Column name can also be specified using name argument, which is useful if the column name is a Python preserved keyword:

from sqlite_dataset import SQLiteDataset, Field, String

class MyDataset(SQLiteDataset):
    class_field = Field(String, name='class')
    type_field = Field(String, name='type')

Table name can be specified using tablename keyword argument:

from sqlite_dataset import SQLiteDataset, Field, String

class MyDataset(SQLiteDataset):
    class_field = Field(String, name='class', tablename='table1')
    type_field = Field(String, name='type', tablename='table2')

This will create two tables: table1, table2.

If tablename is not specified, the column will be created in default table data.

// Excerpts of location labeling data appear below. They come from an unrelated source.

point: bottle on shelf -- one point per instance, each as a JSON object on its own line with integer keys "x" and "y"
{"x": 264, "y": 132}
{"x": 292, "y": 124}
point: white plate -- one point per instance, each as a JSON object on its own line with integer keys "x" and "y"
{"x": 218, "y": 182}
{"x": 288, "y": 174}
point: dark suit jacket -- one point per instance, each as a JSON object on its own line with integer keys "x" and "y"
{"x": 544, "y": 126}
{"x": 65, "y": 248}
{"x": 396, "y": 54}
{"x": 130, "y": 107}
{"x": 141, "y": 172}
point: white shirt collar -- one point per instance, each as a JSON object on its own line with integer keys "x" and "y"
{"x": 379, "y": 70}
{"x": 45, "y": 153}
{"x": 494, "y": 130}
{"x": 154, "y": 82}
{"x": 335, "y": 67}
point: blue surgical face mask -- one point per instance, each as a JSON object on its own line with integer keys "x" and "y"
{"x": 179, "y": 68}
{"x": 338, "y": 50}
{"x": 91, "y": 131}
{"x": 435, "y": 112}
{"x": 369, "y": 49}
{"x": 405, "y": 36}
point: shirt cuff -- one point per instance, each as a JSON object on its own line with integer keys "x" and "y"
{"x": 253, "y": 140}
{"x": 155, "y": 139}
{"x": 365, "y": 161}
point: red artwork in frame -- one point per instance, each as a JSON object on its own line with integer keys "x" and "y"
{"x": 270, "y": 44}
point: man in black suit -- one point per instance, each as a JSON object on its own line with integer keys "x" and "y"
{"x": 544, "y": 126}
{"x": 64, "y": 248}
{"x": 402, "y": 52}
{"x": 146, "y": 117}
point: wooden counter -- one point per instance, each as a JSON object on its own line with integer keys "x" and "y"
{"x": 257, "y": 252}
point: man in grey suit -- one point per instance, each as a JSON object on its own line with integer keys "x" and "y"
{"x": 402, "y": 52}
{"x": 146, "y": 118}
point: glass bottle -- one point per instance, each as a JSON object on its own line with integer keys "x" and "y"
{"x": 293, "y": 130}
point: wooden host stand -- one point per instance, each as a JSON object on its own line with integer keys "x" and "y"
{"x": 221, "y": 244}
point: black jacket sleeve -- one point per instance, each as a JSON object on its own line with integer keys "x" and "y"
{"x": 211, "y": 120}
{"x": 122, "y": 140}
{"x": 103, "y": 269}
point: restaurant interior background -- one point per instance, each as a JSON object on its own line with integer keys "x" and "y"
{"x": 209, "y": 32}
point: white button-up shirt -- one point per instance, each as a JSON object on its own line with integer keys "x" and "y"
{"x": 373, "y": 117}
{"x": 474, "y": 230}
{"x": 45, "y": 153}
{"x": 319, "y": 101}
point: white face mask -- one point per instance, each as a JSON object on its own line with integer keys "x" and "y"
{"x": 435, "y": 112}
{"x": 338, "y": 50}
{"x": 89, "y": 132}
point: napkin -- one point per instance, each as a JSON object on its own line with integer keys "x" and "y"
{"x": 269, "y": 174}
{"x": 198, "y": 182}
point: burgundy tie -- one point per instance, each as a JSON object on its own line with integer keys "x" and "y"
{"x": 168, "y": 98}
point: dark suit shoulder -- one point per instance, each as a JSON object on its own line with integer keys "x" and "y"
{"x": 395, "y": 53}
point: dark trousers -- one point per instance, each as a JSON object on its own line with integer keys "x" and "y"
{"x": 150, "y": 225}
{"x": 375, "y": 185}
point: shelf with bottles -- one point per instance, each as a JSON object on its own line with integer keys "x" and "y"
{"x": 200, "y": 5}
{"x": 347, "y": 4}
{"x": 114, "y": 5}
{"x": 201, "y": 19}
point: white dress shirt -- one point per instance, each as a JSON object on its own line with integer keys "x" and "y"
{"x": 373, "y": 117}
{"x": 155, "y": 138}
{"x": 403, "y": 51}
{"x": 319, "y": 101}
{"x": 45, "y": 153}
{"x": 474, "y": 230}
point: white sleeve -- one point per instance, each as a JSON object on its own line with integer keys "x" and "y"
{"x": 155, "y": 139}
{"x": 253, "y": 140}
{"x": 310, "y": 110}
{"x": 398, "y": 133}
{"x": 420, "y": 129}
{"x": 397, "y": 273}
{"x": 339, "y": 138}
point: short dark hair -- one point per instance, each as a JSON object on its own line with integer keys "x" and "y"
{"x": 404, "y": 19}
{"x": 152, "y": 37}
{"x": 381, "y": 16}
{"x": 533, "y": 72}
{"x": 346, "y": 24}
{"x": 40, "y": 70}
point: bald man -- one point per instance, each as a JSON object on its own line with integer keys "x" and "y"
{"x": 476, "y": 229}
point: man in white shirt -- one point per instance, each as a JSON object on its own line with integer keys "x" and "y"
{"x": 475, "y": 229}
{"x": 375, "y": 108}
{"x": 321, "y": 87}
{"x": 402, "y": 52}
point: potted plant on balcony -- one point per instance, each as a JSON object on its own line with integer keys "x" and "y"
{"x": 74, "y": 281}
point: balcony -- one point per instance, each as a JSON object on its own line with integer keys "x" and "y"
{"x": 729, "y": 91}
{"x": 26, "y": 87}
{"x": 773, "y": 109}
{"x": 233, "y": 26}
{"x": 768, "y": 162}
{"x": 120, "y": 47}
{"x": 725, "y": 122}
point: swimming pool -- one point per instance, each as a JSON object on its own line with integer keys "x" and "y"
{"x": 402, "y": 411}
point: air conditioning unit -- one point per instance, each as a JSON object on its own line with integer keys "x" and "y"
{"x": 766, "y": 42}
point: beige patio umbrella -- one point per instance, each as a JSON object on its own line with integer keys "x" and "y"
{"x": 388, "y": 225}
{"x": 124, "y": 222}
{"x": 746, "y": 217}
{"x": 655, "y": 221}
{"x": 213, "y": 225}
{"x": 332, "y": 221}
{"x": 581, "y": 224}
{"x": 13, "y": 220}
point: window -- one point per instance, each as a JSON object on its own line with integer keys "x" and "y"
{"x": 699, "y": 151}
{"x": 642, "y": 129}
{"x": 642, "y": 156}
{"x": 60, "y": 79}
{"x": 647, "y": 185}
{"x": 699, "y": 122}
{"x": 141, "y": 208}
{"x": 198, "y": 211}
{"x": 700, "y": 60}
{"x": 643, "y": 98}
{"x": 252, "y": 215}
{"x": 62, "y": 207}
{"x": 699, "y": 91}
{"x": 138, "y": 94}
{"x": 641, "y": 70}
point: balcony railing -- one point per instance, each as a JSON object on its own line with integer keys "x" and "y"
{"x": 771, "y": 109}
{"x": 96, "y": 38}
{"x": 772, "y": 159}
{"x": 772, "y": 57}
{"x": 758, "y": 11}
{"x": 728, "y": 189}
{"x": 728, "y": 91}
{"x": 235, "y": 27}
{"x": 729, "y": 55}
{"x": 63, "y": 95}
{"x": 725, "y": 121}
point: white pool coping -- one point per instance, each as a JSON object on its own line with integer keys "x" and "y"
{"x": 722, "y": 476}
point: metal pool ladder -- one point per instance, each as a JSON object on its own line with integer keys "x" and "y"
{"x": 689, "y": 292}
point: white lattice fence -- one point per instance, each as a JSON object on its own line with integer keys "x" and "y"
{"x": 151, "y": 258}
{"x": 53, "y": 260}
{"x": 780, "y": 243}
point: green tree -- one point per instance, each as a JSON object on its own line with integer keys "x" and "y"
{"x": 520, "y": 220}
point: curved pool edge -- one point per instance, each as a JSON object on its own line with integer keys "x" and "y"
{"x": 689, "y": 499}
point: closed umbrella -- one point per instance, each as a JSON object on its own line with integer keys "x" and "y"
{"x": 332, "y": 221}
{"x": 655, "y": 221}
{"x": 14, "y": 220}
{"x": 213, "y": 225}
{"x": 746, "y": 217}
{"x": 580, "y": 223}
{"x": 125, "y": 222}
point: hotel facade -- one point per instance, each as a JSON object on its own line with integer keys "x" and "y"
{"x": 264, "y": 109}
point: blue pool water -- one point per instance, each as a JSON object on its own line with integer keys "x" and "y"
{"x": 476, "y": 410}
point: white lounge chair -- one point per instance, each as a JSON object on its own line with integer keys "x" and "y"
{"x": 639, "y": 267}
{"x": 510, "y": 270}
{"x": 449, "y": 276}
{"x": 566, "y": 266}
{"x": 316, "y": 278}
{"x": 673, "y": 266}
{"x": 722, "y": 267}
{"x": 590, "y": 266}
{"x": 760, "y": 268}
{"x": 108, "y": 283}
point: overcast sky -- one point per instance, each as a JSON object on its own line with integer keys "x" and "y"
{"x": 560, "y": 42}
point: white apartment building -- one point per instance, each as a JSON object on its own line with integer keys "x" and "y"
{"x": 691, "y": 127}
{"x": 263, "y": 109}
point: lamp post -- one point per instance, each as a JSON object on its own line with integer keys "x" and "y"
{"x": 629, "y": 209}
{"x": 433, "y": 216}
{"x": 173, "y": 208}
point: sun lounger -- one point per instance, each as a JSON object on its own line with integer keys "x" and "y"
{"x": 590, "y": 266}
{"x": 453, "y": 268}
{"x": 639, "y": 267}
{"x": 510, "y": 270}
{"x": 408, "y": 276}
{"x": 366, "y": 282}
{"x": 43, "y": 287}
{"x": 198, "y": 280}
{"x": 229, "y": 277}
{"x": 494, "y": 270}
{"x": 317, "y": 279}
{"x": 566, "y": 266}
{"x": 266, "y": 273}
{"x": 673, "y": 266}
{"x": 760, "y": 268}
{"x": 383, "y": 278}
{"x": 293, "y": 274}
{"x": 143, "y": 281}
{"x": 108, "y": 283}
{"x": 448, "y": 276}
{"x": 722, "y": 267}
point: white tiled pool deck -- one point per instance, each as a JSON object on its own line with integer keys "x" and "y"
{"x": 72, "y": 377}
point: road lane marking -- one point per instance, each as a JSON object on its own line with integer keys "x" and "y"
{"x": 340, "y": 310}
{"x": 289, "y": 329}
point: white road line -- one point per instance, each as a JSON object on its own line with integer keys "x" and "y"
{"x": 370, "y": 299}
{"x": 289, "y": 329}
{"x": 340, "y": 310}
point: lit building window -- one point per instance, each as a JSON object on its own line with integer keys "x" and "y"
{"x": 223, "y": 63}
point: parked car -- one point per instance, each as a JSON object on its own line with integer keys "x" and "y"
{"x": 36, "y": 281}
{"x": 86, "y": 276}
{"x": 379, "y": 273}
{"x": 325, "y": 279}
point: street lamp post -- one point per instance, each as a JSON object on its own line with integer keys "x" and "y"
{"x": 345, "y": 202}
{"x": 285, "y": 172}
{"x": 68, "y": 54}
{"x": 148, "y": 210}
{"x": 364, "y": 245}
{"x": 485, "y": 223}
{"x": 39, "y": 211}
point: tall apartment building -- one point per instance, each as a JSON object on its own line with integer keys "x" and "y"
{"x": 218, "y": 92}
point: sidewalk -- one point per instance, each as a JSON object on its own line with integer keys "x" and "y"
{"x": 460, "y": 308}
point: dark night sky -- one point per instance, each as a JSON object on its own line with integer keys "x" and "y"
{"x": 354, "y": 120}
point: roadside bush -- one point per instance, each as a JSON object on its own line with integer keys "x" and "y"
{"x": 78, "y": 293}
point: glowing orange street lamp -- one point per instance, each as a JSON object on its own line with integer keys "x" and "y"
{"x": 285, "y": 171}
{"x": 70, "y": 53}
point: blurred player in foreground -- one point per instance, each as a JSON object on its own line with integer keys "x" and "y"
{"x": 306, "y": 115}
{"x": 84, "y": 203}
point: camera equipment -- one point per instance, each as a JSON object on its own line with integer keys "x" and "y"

Field type and keyword arguments

The field type is the sqlalchemy column type. All sqlalchemy members were imported into sqlite_dataset.

from sqlalchemy import String, Integer

is exactly the same as:

from sqlite_dataset import String, Integer

Inheritance

Dataset can be inherited.

from sqlite_dataset import SQLiteDataset, Field, String, Float

class BaseDataset(SQLiteDataset):
    class_field = Field(String, tablename='iris', name='class')
    example_field = Field(String, tablename='example_table')

class ChildDataset(BaseDataset): 
    sepal_length_cm = Field(String, tablename='iris')
    sepal_width_cm = Field(Float, tablename='iris')
    petal_length_cm = Field(Float, tablename='iris')
    petal_width_cm = Field(Float, tablename='iris')

Connect to an existing dataset

To connect to a dataset, call the connect() method. Call close() to close it.

ds = SQLiteDataset('test.db')
ds.connect()
# do something
ds.close()

Or the dataset can be used as a context manager

with SQLiteDataset('test.db') as ds:
    # do something
    pass

Schema for existing dataset

SQLiteDataset object uses SQLAlchemy connection under the hood, so a schema is required to make any database queries or operations.

If no schema provided by either of the above, a SQLAlchemy reflection is performed to load and parse schema from the existing database.

It is recommended to explicitly define the schema as reflection may have performance issue in some cases if the schema is very large and complex.

Add and read data

data = [
    {
        'sepal_length_cm': '5.1',
        'sepal_width_cm': '3.5',
        'petal_length_cm': '1.4',
        'petal_width_cm': '0.2',
        'class': 'setosa'
    },
    {
        'sepal_length_cm': '4.9',
        'sepal_width_cm': '3.0',
        'petal_length_cm': '1.4',
        'petal_width_cm': '0.2',
        'class': 'setosa'
    }
]

with MyIrisDataset('test.db') as ds:
    ds.insert_data('iris', data)
with MyIrisDataset('test.db') as ds:
    res = ds.read_data('iris')

Use with pandas

A pandas DataFrame can be inserted into a dataset by utilizing the to_sql() function, and read from the dataset using read_sql function.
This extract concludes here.